After I reboot my dietpi, the cron.daily task always emits the following email:
Subject: Cron <root@myhost> test -x /usr/sbin/anacron || ( cd / && run-parts --report /etc/cron.daily )
/etc/cron.daily/dietpi:
Warning: systemd-timesyncd.service changed on disk. Run 'systemctl daemon-reload' to reload units.
Warning: systemd-timesyncd.service changed on disk. Run 'systemctl daemon-reload' to reload units.
Warning: systemd-timesyncd.service changed on disk. Run 'systemctl daemon-reload' to reload units.
Running the recommended “systemctl daemon-reload” does fix the issue, but only until the next reboot.
Any ideas?
Hi,
I guess it’s not a critical issue as long as the time sync success. You can check this by running
systemctl status systemd-timesyncd.service
MichaIng
can you have a look pls
While on reboot, of course all systemd units are reloaded, as whenever an APT install/upgrade ships a systemd unit, I observe this error by times and never found out how this is the case, especially since timestamps on that systemd unit stay untouched. It can be safely ignored.

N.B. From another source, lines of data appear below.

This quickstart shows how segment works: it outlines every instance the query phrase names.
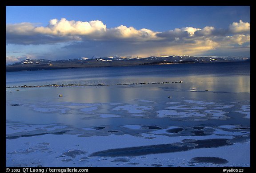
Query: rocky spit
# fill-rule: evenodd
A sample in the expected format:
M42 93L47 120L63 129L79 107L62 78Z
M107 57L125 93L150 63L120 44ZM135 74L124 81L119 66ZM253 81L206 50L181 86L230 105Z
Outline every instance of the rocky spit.
M124 84L116 84L116 85L148 85L148 84L170 84L172 83L181 83L183 82L181 81L176 82L152 82L152 83L124 83ZM37 88L37 87L62 87L67 86L110 86L110 85L105 85L104 84L48 84L43 85L21 85L21 86L7 86L6 88Z

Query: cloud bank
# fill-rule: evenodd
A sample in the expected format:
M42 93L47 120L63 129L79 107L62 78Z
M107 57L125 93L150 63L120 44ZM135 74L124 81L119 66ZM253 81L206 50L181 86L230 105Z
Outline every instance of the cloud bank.
M45 27L37 27L30 23L6 24L6 43L7 48L9 45L24 47L39 45L43 48L45 45L54 46L64 44L61 48L58 48L61 50L58 54L45 50L46 54L59 59L63 59L61 57L65 56L76 58L95 54L196 56L207 54L209 51L224 52L225 48L229 51L236 48L249 52L250 24L240 20L228 23L226 29L188 27L158 32L124 25L108 28L100 20L83 22L54 19ZM15 58L17 58L8 56L6 61Z

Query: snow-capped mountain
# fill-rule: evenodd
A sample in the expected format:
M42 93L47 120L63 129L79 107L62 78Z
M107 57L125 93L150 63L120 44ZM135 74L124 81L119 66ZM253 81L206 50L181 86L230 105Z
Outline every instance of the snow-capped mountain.
M113 66L129 66L186 63L216 63L228 61L244 61L247 57L216 56L195 57L189 55L160 55L147 58L116 55L107 57L93 56L91 58L80 57L56 61L47 59L29 59L10 65L6 67L6 71L45 69L60 69L70 68L94 67Z

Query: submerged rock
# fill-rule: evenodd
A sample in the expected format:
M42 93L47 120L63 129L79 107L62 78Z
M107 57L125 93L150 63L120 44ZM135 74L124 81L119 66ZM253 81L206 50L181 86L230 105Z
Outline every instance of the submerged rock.
M23 104L9 104L10 106L22 106Z

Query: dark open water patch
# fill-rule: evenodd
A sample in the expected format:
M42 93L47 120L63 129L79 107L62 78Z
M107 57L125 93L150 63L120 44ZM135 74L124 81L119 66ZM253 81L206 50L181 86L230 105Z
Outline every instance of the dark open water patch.
M191 127L194 129L196 129L196 130L202 130L203 128L204 128L204 127Z
M137 156L151 154L173 153L201 148L215 148L232 145L227 142L228 139L195 140L188 142L167 144L153 145L132 147L116 148L92 154L90 156L120 157Z
M129 162L130 161L128 158L116 158L114 160L111 161L112 162Z
M175 128L174 129L171 129L166 131L168 133L178 133L180 131L183 131L183 128L181 127L179 128Z
M71 150L62 154L61 156L68 156L72 158L75 158L77 156L80 154L85 154L87 152L79 150Z
M96 130L102 130L104 128L105 128L104 127L93 127L93 128L94 129L96 129Z
M228 161L224 158L215 157L198 157L191 160L192 161L199 163L212 163L214 164L225 164Z
M148 126L148 129L156 129L156 130L162 129L162 128L158 126Z

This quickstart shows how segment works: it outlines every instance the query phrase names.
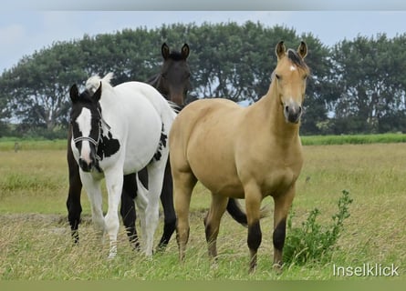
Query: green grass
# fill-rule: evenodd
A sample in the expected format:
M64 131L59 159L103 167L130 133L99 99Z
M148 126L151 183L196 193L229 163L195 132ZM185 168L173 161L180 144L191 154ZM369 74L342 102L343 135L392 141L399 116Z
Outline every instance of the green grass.
M405 134L302 135L303 146L363 145L381 143L406 143ZM67 148L65 139L22 139L0 137L0 151L14 151L16 143L19 150L58 150Z
M1 144L1 143L0 143ZM290 264L282 274L272 268L273 218L261 221L263 240L258 269L248 275L246 228L224 215L214 267L207 256L203 218L210 195L199 184L192 197L191 236L184 265L178 262L174 237L168 249L146 259L134 253L121 226L119 255L107 260L90 223L83 194L80 244L73 246L67 221L68 167L65 149L0 151L0 280L137 279L137 280L301 280L342 279L333 266L381 264L406 272L405 144L304 146L305 164L297 185L293 227L320 211L318 223L329 226L337 201L347 189L353 199L337 248L328 262ZM104 200L106 201L106 199ZM272 199L264 205L273 207ZM155 236L162 232L162 218ZM287 233L289 236L289 233ZM362 279L370 277L346 277ZM395 277L396 279L396 277Z
M389 144L406 143L406 135L308 135L301 136L304 146L328 145L363 145L363 144Z

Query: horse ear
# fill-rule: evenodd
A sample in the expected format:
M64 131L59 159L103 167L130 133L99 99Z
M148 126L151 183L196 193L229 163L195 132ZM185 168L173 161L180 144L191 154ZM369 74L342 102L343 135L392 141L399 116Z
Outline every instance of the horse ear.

If you want to debug, you can start checking kernel logs for errors and verify/compare system time and timestamps of the unit file, whether it is all as expected:
dmesg -l emerg,alert,crit,err
systemctl status systemd-timesyncd
ls -l /lib/systemd/system/systemd-timesyncd.service
date
And to trigger the warning without overhead:
systemctl restart systemd-timesyncd
I’m not sure how systemd derives whether a unit has changed or not, without either a database to store mtimes or by comparing timestamps of last reload and current mtime. E.g. when on first reload, the system time is way in the past, earlier than the units mtime, then the time is synced, then on next reload systemd sees an mtime that is newer than the timestamp of the last reload, or so.